As Lynskey pointed out, one of the first suggestions that Mayer Rothschild was the author of the quote was made in Coogan’s book Money Creators in 1935.

Mayer Rothschild had been dead for more than a century by the time Coogan attributed the quote to him.

In the same book, Coogan also claimed that “the World is ruled by the International Money Masters.”

The passage in Coogan’s tome says: “Meyer [sic] Amschel Rothschild, who founded the great international banking house of Rothschild which, through its affiliation with the European Central Banks, still dominates the financial policies of practically every country in the world, said: ‘Permit me to issue and control the money of a nation, and I care not who makes its laws.’ ”

Antisemitic conspiracy theorists are known to be obsessed with the Rothschild family and often portray them as evil puppet-masters.

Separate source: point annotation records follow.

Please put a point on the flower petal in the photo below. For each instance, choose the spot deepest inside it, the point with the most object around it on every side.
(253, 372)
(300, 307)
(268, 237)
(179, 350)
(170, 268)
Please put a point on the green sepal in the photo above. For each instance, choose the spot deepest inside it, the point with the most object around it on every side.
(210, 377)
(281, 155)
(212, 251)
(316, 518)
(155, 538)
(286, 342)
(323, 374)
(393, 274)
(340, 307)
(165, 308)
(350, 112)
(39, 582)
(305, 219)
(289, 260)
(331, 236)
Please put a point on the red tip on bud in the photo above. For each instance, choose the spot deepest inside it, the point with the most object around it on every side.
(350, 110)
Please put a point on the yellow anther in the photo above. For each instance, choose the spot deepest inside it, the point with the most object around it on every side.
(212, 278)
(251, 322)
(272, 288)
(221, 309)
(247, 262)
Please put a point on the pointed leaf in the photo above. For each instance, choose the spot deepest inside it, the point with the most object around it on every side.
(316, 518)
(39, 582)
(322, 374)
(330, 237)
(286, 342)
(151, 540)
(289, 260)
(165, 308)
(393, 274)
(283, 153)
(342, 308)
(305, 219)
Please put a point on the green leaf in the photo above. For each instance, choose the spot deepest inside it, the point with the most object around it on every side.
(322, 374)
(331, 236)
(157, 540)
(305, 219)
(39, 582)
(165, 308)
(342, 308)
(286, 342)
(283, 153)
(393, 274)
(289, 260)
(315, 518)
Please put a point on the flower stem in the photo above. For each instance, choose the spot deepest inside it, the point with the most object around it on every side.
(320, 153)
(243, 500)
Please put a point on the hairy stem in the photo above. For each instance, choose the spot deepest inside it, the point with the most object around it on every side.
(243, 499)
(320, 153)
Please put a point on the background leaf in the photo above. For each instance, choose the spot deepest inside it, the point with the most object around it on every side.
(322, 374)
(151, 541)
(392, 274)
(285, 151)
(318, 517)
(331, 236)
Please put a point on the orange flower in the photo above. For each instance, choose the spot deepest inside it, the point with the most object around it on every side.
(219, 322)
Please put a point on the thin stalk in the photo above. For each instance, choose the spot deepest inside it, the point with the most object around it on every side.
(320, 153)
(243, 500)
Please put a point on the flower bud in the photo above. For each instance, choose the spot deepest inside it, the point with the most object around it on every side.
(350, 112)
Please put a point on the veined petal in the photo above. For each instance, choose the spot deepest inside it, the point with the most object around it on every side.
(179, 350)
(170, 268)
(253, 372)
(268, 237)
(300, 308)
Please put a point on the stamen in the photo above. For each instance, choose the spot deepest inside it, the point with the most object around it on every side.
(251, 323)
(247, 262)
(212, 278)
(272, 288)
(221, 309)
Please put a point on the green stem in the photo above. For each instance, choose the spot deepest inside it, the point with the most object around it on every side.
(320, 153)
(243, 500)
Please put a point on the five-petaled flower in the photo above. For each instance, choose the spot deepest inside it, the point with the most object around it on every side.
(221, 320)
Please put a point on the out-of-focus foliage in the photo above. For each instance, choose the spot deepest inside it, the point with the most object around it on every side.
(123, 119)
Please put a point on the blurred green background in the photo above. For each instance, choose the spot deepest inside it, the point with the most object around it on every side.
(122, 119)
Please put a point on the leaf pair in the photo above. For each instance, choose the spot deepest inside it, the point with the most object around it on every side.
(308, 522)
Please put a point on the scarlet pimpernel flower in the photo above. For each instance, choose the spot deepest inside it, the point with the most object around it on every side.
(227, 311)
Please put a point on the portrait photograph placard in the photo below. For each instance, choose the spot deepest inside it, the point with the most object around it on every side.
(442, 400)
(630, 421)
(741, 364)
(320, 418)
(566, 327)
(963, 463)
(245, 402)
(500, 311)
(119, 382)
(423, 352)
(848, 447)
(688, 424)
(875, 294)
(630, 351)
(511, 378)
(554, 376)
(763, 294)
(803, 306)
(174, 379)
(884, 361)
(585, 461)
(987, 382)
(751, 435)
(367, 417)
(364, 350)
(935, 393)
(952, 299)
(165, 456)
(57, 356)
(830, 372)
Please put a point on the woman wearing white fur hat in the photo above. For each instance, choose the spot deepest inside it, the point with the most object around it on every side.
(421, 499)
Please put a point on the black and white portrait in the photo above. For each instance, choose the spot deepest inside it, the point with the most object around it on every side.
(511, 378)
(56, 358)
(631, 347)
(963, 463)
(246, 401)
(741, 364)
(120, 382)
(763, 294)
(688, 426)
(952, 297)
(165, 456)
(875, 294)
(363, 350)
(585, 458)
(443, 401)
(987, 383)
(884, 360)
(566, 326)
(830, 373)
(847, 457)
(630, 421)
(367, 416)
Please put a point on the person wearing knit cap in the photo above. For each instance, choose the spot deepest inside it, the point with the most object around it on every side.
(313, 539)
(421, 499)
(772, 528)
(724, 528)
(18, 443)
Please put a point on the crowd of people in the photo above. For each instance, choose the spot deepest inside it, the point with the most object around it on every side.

The family is often falsely accused of controlling 80 per cent of global wealth.

According to the Grammarphobia blog the earliest mention of the quote can be traced to 1908 and is not attributed to anyone.

Research suggests it is a variation of an English proverb that can be traced back two centuries prior.

The proverb the quote is thought to have derived from is: “Let me make the songs [or ballads] of a nation, and I care not who makes its laws.”

The quote has been attributed to Mayer Rothschild at different points in history from 1790 to 1863. Mayer Rothschild died in 1812.

A spokesman for Truss said:  “Liz came across the quote and thought it was a useful way of illustrating a point about the Bank of England. Numerous online sources have stated that it was attributed it to Rothschild, so she attributed it thus.”